I was reading past section 4.1 of the F# spec, Operator Names, when an idea occurred to me: can I define custom operators that have no other ‘normal’ definition? I had seen some stuff in the spec that suggested how one might do this, so I gave it a go. I constructed a nonsense operator: &^^%. Let’s look at the code first:

 

    1 #light

    2 

    3 let (&^^%) x y = x + y

    4 

    5 printfn “%d” (10 &^^% 32)

The output:

42

(Yeah, I’m a Hitchhiker’s Guide fan.) What did we really do? Well, I asked Reflector what it thought it saw.
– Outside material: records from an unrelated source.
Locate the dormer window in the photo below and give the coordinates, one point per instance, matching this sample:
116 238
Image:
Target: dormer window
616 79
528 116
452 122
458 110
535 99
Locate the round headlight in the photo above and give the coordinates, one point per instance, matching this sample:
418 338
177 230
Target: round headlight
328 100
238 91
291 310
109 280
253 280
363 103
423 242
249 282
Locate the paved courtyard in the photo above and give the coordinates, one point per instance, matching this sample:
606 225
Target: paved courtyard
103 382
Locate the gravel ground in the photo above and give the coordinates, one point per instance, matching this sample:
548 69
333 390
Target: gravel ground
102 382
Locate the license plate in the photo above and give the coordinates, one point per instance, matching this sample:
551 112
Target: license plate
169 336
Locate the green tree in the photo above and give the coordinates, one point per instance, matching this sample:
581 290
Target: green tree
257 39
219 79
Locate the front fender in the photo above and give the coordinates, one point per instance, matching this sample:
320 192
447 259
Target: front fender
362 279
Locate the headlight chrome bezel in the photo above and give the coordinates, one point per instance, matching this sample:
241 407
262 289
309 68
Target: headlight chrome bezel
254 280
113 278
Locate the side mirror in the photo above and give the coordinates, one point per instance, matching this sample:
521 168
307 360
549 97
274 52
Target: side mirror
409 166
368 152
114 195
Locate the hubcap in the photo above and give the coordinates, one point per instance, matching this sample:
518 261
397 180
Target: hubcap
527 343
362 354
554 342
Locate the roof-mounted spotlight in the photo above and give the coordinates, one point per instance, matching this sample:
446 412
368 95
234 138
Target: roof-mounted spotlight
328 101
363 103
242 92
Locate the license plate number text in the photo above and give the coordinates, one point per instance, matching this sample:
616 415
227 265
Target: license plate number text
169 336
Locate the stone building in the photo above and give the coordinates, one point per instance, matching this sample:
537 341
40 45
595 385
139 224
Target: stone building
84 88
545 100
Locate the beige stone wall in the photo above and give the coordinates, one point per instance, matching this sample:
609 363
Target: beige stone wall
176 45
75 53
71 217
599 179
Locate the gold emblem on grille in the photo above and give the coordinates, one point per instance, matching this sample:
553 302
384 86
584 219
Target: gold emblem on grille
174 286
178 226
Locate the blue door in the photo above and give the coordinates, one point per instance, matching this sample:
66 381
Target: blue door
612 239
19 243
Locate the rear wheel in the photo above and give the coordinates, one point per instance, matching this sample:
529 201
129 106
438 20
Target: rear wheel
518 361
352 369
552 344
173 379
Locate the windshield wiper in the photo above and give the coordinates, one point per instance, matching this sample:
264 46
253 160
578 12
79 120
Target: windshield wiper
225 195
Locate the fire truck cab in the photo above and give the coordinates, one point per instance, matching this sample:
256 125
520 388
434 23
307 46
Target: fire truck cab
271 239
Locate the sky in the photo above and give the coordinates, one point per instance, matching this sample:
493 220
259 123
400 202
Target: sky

The response in C#:

I see this method:

 

    1 public static int op_AmpHatHatPercent(int x, int y)

    2 {

    3     return (x + y);

    4 }

and I see it being called like so:

 

    1 FastFunc<int, Unit> func = Pervasives.printfn<FastFunc<int, Unit>>(new Format<FastFunc<int, Unit>, TextWriter, Unit, Unit, int>(“%d”));

    2 int num = Program.op_AmpHatHatPercent(10, 0x20);

    3 func.Invoke(num);

What I find interesting is that the compiler has a mechanism to convert the punctuation symbols into a function name. The rest seems kind of sensible/obvious. That is, the solution makes sense. This does bring up a few interesting questions:

  • What is FastFunc?
  • What is Pervasives?

FastFunc has this description in the docs:

The .NET type used to represent F# function values. This type is not typically used directly from F# code, though may be used from other .NET languages.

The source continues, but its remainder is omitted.